March 8 is International Women’s Day. It’s a day to celebrate the many Contributions women have made to our society. One of the most influential women in United States history lived in Connecticut.

An impressive Hartford house is where Harriet Beecher Stowe lived the last 24 years of her life. Oliver Scholes, Harriet Beecher Stowe Center Program Coordinator, gave us a tour of the newly restored home, which is now a museum.

You probably know Stowe’s book “Uncle Tom’s Cabin.” But did you know it was by far the best selling novel of the entire 19th century?

“And at the time it’s published, the best selling novel by orders of magnitude,” Scholes said,

Stowe was born in Litchfield, but came up with the idea for her famous novel when she lived in Cincinnati, Ohio as a young woman. She went across the river to Kentucky, a slave state, and saw something that always stayed with her.

“Mother and child being sold separately at a human auction, which is a very common experience in the American system of slavery, but not something Stowe had thought about much before,” said Scholes.

Then Stowe suffered a personal tragedy of her own. Her son died at just 18 months old. Suddenly, Stowe knew what it was like to lose a child, just like the mother at that slave auction.

“And she resolves that the only way she is going to feel able to process her own grief is to do something,” Scholes said.

That something became Uncle Tom’s Cabin. It was first published in pieces in a newspaper, then as a book.

“It has this incredible impact, and the experience for a lot of the white people reading it is for really, for the first time, make an emotional connection to enslaved people, to black people in America,” said Scholes.

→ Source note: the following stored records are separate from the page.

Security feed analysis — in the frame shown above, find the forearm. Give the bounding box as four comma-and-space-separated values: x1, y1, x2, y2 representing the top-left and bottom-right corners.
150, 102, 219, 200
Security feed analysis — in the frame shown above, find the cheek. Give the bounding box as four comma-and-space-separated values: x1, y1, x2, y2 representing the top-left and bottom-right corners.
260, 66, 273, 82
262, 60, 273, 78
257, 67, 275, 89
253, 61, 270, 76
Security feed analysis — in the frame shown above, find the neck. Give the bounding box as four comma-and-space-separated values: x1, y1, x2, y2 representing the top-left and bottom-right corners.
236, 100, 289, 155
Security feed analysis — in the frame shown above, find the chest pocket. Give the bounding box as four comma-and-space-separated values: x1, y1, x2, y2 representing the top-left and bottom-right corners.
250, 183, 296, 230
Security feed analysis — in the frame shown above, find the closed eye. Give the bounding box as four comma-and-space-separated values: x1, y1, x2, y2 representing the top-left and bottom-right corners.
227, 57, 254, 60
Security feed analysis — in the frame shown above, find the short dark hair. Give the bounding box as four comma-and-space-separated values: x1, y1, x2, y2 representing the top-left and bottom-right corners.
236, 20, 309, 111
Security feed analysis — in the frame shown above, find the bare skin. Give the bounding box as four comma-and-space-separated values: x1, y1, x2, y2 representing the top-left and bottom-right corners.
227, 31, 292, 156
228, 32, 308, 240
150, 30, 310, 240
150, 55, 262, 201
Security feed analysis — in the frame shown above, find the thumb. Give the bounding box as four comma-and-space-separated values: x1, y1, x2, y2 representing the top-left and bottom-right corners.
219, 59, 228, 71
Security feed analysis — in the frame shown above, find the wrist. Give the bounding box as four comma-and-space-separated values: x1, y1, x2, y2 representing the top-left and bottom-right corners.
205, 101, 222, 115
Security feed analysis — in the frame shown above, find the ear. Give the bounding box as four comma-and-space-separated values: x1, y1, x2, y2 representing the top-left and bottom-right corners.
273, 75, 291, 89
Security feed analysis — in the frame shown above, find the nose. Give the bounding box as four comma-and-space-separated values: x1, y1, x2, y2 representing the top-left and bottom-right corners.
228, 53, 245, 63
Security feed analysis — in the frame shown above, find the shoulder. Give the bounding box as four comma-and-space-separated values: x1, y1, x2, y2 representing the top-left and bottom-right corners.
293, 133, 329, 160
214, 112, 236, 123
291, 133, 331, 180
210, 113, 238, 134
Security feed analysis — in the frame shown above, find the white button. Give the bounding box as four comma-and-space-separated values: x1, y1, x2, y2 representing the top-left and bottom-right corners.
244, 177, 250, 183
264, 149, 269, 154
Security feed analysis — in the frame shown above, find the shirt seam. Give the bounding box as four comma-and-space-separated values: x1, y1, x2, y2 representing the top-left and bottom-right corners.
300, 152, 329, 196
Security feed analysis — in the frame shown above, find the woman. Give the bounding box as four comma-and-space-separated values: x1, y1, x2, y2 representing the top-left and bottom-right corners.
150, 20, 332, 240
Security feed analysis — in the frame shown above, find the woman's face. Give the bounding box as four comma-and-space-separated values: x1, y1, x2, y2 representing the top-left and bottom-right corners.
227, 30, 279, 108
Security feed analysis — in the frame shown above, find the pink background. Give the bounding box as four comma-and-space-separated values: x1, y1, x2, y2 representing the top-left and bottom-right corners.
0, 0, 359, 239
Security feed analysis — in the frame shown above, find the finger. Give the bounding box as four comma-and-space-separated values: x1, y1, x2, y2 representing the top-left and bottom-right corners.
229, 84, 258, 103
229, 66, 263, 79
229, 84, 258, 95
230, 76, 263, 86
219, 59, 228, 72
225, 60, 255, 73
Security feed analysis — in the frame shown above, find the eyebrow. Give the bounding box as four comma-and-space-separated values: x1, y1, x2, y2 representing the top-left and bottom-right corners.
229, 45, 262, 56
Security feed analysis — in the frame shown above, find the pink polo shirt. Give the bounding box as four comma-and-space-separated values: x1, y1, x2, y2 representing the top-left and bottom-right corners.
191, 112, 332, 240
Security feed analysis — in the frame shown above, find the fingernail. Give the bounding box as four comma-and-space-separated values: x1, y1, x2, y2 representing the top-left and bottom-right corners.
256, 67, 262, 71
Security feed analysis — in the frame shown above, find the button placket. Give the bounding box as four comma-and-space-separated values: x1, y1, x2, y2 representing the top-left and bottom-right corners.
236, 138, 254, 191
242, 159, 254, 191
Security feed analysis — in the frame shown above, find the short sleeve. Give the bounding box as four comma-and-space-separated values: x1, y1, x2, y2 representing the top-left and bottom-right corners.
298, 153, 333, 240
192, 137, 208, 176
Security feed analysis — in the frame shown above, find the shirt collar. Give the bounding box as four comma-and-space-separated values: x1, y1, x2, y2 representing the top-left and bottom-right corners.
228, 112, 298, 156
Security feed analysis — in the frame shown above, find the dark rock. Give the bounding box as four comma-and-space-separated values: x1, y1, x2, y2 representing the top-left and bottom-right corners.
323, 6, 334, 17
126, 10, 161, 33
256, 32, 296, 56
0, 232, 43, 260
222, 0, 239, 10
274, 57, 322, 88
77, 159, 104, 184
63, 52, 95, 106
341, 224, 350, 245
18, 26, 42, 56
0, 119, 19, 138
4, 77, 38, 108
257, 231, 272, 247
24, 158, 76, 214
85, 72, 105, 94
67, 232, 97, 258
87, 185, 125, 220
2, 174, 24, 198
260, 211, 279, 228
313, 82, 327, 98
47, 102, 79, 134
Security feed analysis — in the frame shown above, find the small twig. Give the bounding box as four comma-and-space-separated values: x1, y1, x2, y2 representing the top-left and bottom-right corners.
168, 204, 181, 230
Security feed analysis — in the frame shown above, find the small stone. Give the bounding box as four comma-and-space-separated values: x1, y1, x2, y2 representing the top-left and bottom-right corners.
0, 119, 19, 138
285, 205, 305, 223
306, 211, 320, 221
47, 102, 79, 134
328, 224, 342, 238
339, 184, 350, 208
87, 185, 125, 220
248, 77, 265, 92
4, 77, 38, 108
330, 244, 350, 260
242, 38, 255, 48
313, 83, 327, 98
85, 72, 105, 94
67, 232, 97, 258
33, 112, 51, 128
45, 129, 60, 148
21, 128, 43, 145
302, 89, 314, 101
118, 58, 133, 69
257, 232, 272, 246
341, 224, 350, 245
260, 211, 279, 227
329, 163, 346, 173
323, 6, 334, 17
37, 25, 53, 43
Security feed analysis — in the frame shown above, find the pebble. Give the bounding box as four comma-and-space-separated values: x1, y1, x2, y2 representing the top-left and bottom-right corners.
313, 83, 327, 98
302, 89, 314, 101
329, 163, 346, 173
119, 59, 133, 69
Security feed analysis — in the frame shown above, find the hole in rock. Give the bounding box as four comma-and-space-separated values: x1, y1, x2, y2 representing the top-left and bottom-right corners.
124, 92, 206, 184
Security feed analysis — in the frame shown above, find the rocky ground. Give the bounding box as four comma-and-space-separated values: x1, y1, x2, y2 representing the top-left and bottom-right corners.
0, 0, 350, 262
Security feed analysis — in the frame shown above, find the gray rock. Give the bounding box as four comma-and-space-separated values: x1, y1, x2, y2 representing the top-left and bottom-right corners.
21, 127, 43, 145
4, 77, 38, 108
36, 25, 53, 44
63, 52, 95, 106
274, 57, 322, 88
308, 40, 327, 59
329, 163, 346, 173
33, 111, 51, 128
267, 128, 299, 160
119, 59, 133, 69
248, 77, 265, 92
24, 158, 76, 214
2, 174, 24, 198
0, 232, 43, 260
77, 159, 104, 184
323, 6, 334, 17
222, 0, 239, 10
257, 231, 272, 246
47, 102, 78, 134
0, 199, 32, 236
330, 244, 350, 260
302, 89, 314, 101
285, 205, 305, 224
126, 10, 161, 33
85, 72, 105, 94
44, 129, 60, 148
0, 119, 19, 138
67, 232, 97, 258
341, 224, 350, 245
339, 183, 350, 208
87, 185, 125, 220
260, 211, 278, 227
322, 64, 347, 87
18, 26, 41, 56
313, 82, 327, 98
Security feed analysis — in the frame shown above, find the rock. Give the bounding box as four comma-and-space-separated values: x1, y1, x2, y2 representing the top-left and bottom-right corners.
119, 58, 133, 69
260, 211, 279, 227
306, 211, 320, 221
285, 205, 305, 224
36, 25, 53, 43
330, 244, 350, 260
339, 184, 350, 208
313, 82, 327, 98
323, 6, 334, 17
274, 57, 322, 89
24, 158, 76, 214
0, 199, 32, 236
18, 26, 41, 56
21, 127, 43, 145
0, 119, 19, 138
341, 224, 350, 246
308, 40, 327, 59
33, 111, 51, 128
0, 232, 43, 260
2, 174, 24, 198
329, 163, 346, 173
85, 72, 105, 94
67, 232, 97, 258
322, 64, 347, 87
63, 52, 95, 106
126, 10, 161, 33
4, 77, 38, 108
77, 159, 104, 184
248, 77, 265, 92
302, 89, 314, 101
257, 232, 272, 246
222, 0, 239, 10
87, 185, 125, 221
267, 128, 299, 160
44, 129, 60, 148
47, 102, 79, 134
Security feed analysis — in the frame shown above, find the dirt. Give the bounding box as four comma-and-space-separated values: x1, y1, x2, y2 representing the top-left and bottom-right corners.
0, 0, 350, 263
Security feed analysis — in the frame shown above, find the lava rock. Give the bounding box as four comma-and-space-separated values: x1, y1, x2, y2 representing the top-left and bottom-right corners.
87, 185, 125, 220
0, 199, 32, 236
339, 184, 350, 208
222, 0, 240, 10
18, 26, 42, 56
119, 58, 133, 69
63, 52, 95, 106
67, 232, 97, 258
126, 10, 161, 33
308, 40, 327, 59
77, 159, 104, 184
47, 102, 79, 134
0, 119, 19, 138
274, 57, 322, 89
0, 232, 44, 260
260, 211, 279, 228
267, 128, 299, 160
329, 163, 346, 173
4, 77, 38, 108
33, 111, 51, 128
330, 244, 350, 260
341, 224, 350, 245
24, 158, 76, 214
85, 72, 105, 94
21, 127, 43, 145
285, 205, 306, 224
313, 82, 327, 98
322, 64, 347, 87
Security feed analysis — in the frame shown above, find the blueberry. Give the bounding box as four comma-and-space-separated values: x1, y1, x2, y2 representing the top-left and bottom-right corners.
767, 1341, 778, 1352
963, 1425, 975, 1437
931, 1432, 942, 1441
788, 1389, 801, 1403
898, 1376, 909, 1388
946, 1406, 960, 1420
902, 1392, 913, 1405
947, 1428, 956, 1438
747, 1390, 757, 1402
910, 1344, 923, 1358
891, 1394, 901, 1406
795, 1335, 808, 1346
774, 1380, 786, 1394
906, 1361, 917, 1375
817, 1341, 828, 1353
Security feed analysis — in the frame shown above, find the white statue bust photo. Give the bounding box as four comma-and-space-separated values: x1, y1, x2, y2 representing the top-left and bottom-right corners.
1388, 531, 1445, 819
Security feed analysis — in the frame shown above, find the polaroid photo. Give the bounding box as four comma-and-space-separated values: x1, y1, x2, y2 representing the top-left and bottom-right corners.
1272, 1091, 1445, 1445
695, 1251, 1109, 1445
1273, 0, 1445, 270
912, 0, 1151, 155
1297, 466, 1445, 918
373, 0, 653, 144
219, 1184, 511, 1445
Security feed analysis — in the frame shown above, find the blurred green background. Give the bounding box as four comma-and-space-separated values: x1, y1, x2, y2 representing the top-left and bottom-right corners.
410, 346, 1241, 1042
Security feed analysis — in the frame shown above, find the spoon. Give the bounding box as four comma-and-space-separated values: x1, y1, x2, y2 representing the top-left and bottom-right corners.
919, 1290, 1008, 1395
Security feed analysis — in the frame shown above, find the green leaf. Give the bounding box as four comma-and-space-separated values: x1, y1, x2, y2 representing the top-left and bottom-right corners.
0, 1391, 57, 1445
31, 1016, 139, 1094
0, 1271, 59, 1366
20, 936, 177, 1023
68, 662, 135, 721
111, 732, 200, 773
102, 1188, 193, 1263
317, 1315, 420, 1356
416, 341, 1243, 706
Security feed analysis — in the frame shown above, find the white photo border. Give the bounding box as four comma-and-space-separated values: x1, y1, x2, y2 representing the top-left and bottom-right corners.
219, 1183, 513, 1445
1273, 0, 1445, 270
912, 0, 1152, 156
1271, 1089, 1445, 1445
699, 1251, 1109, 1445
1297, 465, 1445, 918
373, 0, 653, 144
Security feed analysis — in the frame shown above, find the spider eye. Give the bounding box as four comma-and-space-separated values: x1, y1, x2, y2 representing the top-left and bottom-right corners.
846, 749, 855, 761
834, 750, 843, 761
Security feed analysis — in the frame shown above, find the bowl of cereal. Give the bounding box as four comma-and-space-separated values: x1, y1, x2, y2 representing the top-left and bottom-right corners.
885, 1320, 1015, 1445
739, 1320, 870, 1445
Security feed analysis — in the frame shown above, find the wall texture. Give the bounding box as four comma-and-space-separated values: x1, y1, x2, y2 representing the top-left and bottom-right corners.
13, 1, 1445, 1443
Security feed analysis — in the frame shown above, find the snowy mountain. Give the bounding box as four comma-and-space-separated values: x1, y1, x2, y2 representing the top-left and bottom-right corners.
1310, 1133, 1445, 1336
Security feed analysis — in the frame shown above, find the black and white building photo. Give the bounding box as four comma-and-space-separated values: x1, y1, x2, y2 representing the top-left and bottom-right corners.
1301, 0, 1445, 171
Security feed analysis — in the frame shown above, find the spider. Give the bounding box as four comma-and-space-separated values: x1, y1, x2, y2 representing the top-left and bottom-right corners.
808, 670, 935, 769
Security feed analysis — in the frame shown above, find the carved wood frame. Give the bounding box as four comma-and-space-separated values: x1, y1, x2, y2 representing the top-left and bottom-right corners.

It became a phenomenon. The book was published around the world, while it was loathed and mocked in the south, further dividing a divided country. A decade later, Abraham Lincoln met Stowe and famously said, “So you’re the little woman who wrote the book that started this great war.”

Stowe may have been anti-slavery, but she did not think African-Americans should vote. She wasn’t even sure white women should vote. She was progressive, but still a product of her time, which they acknowledge at the Stowe Center.

“Not to put Stowe on a pedestal and to imagine her as a person who did a great thing in the past and we should come and celebrate it, but as something that is living and something that continues,” Scholes said.

One way they do that is, at the end of the tour, they have visitors write down something about the world they would like to change by writing their own book.